A Black Father’s Take on Racism and Parenting

By: Marc Welsh, MPH


Dad holding young daughter's hand

Recent events are bringing into focus the harsh realities of racism in this country. The horrific deaths of George Floyd, Ahmaud Arbery, Breonna Taylor and so many more shine a light on the discrimination that Black and Brown people experience each and every day. As activist and NBA legend Kareem Abdul-Jabbar recently wrote, “Racism in America is like dust in the air. It seems invisible—even if you’re choking on it—until you let the sun in. Then you see it’s everywhere.”

As a Black parent, I am deeply aware that, no matter how much I protect her or how much we fight for change, my beautiful daughter will someday experience racism. I know this because I, like most Black men, have personally experienced racism many times. Whether it was a neighbor calling me the n-word when I was 7 or being pulled over in college with guns drawn because I “fit a description,” racism is real. Accepting that reality, and how it will one day affect my daughter, breaks my heart.

What helps get me through the hard times is having the love and support of family and friends and having a clear understanding of who I am as a person. Not all children (or adults) have the kind of support they need to even begin to overcome the emotional toll of discrimination. We all need people in our lives we can share our feelings with and who will help remind us who we really are—especially our children.

I recognize that everyone’s experience with race and racism is unique. Many of us, however, are feeling anger, sadness and even hopelessness right now. And it’s OK to feel that way. At the same time, it is important that we give our children an opportunity to express what they are feeling. While we cannot “fix” their feelings, we can provide a safe space for our children to share, learn and grow.

As a parent, I don’t always feel prepared to have conversations about racism. I do not pretend to have all the answers. But I do try to follow these general guidelines:

Speak with your child about racism and discrimination early and often.

  • Do not wait until there is an incident in the news or your child experiences racism to talk about it.
  • Be open and honest.
  • Ask your child what they understand about racism.
  • Give your child opportunities to share their feelings without judgment.
  • Use books and everyday experiences to educate your kids and to start the conversation.
  • Expose your kids to positive images of racially diverse characters.
  • Encourage your child’s curiosity.

Have the difficult conversations. If your child experiences racism firsthand, it is important to (again) be open and honest.
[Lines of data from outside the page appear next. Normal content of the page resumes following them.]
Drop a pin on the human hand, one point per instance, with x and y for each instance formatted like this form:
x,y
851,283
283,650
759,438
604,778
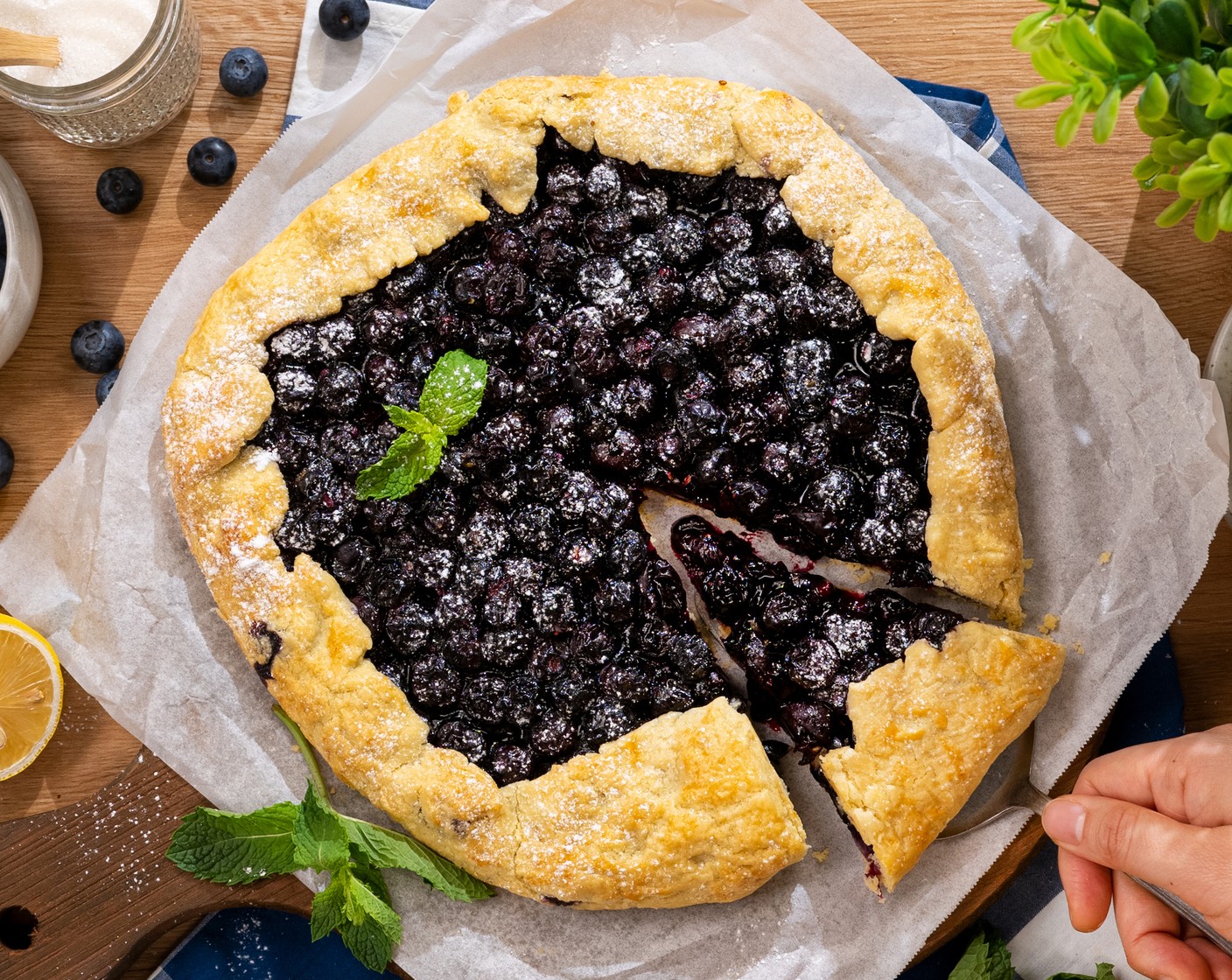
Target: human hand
x,y
1161,811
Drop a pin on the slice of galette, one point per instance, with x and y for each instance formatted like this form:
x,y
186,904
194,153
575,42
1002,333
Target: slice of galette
x,y
673,283
899,708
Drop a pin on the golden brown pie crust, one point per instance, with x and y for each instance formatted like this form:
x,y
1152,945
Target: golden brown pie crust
x,y
685,808
928,727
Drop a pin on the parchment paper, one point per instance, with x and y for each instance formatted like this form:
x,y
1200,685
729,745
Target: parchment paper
x,y
1108,421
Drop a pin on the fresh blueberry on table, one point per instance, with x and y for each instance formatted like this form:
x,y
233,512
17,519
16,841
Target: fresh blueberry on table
x,y
243,72
5,464
97,346
344,20
105,385
118,190
211,162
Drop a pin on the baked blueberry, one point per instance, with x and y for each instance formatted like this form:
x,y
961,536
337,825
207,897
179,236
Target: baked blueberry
x,y
120,190
96,346
640,328
243,72
102,388
344,20
212,162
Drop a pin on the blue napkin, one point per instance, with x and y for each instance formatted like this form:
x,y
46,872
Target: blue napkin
x,y
266,944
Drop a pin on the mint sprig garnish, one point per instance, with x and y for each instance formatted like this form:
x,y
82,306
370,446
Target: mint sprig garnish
x,y
450,400
987,958
239,848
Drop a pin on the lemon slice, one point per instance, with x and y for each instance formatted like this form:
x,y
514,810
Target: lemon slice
x,y
31,696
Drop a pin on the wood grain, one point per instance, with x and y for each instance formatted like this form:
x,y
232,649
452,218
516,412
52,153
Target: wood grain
x,y
102,265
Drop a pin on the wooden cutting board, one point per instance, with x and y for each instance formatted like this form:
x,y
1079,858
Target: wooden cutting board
x,y
87,892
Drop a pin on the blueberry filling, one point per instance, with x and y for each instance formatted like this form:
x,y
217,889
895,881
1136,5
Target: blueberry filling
x,y
642,328
800,640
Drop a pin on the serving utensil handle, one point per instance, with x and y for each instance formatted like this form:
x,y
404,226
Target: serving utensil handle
x,y
1186,911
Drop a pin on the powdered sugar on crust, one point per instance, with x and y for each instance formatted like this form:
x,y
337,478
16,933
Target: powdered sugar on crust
x,y
604,830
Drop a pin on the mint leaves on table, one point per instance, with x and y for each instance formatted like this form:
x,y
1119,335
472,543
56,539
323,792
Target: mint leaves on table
x,y
450,400
239,848
987,958
1178,56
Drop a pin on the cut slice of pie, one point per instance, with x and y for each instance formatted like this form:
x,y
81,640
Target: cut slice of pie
x,y
676,284
899,708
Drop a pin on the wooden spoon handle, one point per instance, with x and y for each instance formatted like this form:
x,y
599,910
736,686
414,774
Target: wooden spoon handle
x,y
21,48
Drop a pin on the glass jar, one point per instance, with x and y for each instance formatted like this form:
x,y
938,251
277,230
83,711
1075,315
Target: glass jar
x,y
133,100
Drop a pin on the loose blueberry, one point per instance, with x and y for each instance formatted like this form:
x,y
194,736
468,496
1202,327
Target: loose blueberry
x,y
105,385
5,464
118,190
344,20
243,72
96,346
212,162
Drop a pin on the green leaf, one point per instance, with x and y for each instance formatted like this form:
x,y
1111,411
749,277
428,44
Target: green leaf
x,y
388,848
1105,116
1225,211
1068,122
1207,225
1174,29
235,848
1084,47
372,928
1029,29
1174,213
1193,117
1102,971
1198,81
328,908
410,422
1201,180
319,835
1050,66
453,391
987,958
1042,94
410,458
1153,102
1129,44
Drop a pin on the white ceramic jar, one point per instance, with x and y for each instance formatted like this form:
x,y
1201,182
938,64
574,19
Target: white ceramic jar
x,y
24,271
1219,368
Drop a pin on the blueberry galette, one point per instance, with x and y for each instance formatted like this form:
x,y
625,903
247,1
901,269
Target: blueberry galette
x,y
676,285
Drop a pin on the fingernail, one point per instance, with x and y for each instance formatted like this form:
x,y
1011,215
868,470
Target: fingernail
x,y
1063,821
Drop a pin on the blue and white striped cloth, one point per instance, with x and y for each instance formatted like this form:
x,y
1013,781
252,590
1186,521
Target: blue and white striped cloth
x,y
265,944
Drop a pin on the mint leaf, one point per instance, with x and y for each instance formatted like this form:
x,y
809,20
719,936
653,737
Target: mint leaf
x,y
410,421
453,391
1102,971
408,463
328,908
235,848
372,928
388,848
987,958
319,836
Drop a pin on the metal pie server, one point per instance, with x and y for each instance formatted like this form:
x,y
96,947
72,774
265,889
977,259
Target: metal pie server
x,y
1008,787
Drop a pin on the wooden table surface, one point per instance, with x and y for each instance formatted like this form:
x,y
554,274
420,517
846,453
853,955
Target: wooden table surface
x,y
97,265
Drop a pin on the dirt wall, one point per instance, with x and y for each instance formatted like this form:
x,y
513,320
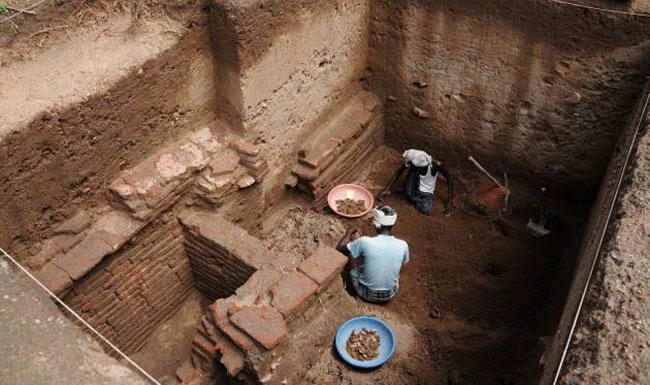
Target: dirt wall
x,y
596,338
293,58
64,158
535,89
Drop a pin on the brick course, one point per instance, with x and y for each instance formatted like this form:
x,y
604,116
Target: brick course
x,y
137,288
248,329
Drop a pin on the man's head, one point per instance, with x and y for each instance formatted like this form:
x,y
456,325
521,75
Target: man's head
x,y
384,218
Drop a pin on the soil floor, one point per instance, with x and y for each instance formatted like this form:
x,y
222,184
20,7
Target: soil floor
x,y
479,292
474,302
It’s natural to want to shelter our children from the ugly realities of the world, but that can do more harm than good.

Share your own experiences with racism. Share how your experiences made you feel and what you did (or are doing) to overcome them. Above all, remind your kids that they are loved. Remind them that someone else’s hate does not define them. Remind them of their dignity and value as a human being. Remind them that they matter!

Teach your child to be aware of biases. None of us are immune to bias. Take the time to explain and discuss bias with your children and to reflect on your own biases.

Lead by example. As parents, we have a responsibility to show our children how to act and behave. If you hear your children, or anyone else, using derogatory words, take the opportunity to calmly correct any misconceptions and explain why bias is a problem.

We all have the power to enact change.

We all must continue to shine a light on racism and instill in our children what it means to stand up for what is right.

I encourage every parent to commit to a continued conversation about race and the impact of racism in our country. We have the great opportunity—and responsibility—to raise the next generation to embody the change we wish to see.